I like that "The Model" Accurate and to the point.


----------



## rhaldridge (Dec 17, 2012)

Juhani, that's a pretty difficult standard. Not only would we have problems in defining a successful bee, there's no agreement on what constitutes a commercial beekeeper.

If you ask the guys over in the commercial forum, Tim Ives with 150 hives is not commercial. Michael Bush with 200? No. 

Another complication is trying to decide the relative importance of bee genetics and cultural practices. Those who have succeeded in having productive treatment free operations have all sorts of bees from all sorts of sources. I'm beginning to think that genetics, while part of the solution, may not be the most important factor.


----------



## Honey-4-All (Dec 19, 2008)

WLC said:


> Maybe we should reward 'organic' queen breeders and producers instead?
> 
> At least there's a payoff in the end:
> 
> 'Organic' resistant Honeybee queens.


The likelihood of that happening is about as likely as all those diamond dealers in your neighborhood selling at a loss to gain market share 100 years from now. :kn:

How many $50 queens did you buy last year to support this effort with your own wallet?


----------



## Kamon A. Reynolds (Apr 15, 2012)

Why buy $50 dollar queens when you can raise? Unless to introduce quality genetics into you current line of queens.


----------



## Honey-4-All (Dec 19, 2008)

Kamon Reynolds said:


> Why buy $50 dollar queens when you can raise? Unless to introduce quality genetics into you current line of queens.


Name me one full time ( no outside income) "100% organic" queen breeder who sells them for under $50!!!:scratch:

Thats what he's looking for!


----------



## WLC (Feb 7, 2010)

Honey-4-All said:


> Name me one full time ( no outside income) "100% organic" queen breeder who sells them for under $50!!!:scratch:
> 
> Thats what he's looking for!


Do you mean BeeWeaver?


----------



## Honey-4-All (Dec 19, 2008)

WLC said:


> Do you mean BeeWeaver?


No I don't. Not close enough to be rich enough to bet a lunch in Times square vs a good crab dinner on the SF wharf as to whether Weavers are "organic" or not. If I was you'd be on!!!!

So do you want to call Laura tomorrow and confirm with her that she's willing to sit and confirm in a deposition that they only use organic sugar for feed, never use tylosin or TM and keep 100% of their bees 100% of the time in an area that is 100% certified organic........... or do you want me to? I suppose I'll have my answer by ? Lets say .... I'm thinking never!!!!!!! Doubt her lawyer husband would let it happen even if it was true!!!! If you hear otherwise send me a copy of the paperwork.:waiting:


----------



## WLC (Feb 7, 2010)

I'm not sure why you're casting stones?

I like a lot of things about BeeWeaver.

Is there such a thing as an organically certified Honeybee queen?

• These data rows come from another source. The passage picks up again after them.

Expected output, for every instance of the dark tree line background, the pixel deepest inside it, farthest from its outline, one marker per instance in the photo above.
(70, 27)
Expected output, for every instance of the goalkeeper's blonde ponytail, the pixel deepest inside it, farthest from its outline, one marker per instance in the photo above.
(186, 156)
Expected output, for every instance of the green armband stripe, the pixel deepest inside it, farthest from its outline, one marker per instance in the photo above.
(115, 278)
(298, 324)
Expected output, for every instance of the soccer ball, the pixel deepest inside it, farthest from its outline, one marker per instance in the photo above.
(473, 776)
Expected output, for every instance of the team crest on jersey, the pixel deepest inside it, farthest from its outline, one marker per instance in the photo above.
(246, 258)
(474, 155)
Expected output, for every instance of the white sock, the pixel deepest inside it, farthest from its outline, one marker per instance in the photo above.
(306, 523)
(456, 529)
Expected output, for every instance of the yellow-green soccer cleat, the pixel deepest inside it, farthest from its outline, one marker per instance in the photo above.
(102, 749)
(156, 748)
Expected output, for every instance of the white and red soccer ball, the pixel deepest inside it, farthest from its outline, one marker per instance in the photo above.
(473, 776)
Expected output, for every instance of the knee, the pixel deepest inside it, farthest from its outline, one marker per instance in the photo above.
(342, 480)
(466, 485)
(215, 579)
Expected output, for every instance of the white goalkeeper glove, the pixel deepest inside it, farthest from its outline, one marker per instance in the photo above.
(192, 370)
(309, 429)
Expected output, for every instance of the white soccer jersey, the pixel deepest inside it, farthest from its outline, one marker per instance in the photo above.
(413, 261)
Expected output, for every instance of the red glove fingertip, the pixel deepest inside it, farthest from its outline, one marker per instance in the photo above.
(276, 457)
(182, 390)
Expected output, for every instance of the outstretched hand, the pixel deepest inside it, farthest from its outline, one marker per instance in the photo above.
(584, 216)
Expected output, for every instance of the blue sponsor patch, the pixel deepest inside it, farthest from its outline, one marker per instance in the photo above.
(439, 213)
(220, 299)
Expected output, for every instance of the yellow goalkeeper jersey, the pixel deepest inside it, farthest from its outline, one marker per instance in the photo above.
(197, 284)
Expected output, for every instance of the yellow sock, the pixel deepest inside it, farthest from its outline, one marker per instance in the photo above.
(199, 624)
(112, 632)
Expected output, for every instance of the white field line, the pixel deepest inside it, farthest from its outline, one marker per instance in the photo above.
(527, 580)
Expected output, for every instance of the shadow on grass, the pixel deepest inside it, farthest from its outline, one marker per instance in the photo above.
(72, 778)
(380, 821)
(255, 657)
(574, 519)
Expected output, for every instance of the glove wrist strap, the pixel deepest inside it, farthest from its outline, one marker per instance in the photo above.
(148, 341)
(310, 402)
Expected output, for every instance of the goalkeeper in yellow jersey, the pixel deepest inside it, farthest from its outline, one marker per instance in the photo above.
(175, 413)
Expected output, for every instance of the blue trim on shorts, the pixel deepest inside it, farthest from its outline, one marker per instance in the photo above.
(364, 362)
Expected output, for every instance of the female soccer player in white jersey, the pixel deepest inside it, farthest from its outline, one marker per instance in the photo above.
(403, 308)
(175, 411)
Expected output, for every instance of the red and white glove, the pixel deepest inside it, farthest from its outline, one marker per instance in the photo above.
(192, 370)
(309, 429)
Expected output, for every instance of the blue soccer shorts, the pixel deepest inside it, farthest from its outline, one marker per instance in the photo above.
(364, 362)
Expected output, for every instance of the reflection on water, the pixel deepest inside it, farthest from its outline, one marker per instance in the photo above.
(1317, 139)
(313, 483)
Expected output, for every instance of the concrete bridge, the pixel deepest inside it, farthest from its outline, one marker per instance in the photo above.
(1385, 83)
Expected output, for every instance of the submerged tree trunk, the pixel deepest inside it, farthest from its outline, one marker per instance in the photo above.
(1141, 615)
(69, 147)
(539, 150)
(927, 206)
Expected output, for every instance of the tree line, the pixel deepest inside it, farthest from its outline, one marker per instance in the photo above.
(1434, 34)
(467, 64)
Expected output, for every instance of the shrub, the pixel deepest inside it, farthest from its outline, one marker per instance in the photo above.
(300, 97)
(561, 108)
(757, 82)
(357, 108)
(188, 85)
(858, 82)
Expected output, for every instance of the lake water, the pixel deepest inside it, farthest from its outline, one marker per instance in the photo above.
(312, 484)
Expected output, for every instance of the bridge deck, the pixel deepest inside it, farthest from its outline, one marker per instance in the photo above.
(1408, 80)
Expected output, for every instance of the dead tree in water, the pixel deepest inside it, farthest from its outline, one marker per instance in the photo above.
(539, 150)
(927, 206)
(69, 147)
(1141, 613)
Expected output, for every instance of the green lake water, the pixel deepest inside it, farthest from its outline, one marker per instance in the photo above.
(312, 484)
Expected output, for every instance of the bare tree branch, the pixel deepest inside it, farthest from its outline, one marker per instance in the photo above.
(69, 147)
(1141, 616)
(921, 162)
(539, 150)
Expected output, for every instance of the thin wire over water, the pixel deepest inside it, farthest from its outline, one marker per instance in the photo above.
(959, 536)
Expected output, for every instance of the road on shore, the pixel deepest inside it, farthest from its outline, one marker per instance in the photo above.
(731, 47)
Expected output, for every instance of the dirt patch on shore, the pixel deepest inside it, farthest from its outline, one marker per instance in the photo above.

You could always go on their website to see what it says.


----------



## Rader Sidetrack (Nov 30, 2011)

> I'm not sure why you're casting stones?

Perhaps _Honey-4-All _is responding to the subject that *WLC *first brought up ...



WLC said:


> Maybe we should reward 'organic' queen breeders and producers instead? At least there's a payoff in the end:
> 
> [HIGHLIGHT]'Organic' resistant Honeybee queens.[/HIGHLIGHT]






:gh:

... where do you get those anyway ....
.... '_organic_' .....


----------



## WLC (Feb 7, 2010)

Rader:

If you're asking what it is I like about BeeWeaver...

They're probably the most easily available chemical free/resistant queens that I can find.

The service is very good.

Daniel Weaver not only coordinated the HoneyBee Genome Consortium, the genome sequence itself came from BeeWeaver queens.

I have also benefitted as a result of his work on the Honeybee Genome Consortium.

Furthermore, since they're open mated queens, I also have access to a number of papers describing the genetics of the feral population in Texas.

In short, I have more information available to me about BeeWeaver's genetics than I do for any other queen producer on the planet.

Organic or not.

Finally, I like the way they're working out so far.

That's what I like about them.


----------



## Birdman (May 8, 2009)

Honey-4-All said:


> Name me one full time ( no outside income) "100% organic" queen breeder who sells them for under $50!!!:scratch:
> 
> Thats what he's looking for!


 I would like to know how one would become 100% organic queen breeder? Its like 100% organic honey how is that possible. :lookout:


----------



## DPBsbees (Apr 14, 2011)

Move to a rain forest in South America.


----------



## Honey-4-All (Dec 19, 2008)

WLC said:


> I'm not sure why you're casting stones?
> 
> I like a lot of things about BeeWeaver.
> 
> ...



Not casting stones. Just shedding light on what I would consider a misconception and a pipe dream commercially. 

You asked for "organic" queen producers as Radar noted? Not true? I said it ain't happening under $50..... which is the fact currently as far as I know. 

In fact no one I know one I know sells them at any price here in the US? 

Not sure even anyone in Hawaii could still qualify at this point. 

If I'm wrong I would love to see a web link. Could it be done..... Yes. 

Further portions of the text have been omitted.